Souffrant de l’estomac et de continuels maux de tête, Domenico, qui ne cessait pas de réciter des psautiers et de prendre la discipline, finit par accepter un remède au cours d’une nuit d’insomnie. Aussitôt il souffrit atrocement, ce qui ne l’empêcha pas d’aller à matines, mais il mourut pendant l’office suivant (Prime)2.

C’était le 14 octobre 1060 ou 1061. Ses confrères l’enterrèrent aussitôt pour ne pas laisser voler le corps de celui qu’ils considéraient comme un saint. Pietro Damiani, averti, vint à San Vicino et le fit exhumer pour le déposer au chapitre. Il y avait neuf jours que Domenico était mort et son corps ne portait aucune trace de corruption.

En 1302, ses reliques furent transférées dans l’église de Frontale, qui fut alors dédiée à saint Domenico, et où elles sont encore pour la plus grande part.

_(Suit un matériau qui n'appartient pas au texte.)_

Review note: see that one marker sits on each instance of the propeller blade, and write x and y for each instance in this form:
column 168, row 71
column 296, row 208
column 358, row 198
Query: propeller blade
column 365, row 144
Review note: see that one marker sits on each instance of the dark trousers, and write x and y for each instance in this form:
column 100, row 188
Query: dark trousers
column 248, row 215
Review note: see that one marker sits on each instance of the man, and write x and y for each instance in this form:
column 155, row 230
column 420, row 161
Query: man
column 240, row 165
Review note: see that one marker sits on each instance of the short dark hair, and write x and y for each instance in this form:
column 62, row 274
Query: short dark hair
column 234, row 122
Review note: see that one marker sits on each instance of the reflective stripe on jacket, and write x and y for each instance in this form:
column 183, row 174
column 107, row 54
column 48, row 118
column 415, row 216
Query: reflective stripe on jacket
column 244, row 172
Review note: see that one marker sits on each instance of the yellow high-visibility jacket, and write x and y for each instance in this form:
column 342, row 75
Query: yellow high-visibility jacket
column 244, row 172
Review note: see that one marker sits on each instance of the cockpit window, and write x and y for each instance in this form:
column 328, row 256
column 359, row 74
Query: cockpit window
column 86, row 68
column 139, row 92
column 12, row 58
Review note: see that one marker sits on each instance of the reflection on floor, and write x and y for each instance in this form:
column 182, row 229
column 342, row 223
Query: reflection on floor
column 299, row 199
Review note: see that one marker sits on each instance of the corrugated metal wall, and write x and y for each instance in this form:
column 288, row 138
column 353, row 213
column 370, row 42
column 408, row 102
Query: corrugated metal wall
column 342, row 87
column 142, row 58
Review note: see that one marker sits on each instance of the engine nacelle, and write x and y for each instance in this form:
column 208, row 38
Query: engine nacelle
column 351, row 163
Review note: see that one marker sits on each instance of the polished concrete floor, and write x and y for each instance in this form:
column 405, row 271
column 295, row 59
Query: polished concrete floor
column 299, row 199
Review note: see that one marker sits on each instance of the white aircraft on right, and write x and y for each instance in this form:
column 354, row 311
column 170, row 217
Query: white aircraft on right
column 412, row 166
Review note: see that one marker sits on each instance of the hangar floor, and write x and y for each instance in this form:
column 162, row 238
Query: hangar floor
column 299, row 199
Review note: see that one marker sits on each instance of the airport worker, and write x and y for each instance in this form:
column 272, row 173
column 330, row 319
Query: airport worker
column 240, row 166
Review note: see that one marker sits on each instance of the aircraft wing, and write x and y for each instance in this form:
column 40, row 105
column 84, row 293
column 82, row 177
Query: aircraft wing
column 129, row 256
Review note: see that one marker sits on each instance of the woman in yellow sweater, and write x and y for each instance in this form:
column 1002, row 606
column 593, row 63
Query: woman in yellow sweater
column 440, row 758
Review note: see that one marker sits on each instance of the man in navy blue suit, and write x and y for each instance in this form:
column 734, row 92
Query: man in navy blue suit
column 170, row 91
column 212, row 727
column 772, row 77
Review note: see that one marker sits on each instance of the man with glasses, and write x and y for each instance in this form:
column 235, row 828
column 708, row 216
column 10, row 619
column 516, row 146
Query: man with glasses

En ce Xe siècle, où l’Eglise traversait une grave crise, surtout en Italie, Domenico voulut offrir à Dieu son ascèse comme prix d’une conversion générale du clergé. Son exemple n’est pas à imiter. S’il passe pour avoir inventé la discipline - que beaucoup de monastères ont ensuite adoptée, mais d’une façon beaucoup plus discrète que Domenico - il pourra certainement nous enseigner que notre corps humain est bien plus résistant qu’on ne le croit parfois, quand nous nous disons à bout de forces au terme de quelques petits efforts.

C’est saint Pietro Damiani3 qui rédigea lui-même une Vie de Domenico dans une longue lettre adressée au pape Alexandre II.


1 Petite localité qu’on croit identifier avec Ponte Riccioli (Ombrie).
2 Cette heure matinale du l’Office Divin a été supprimée dans la récente révision liturgique.
3 Saint Pietro Damiani est fêté le 21 février.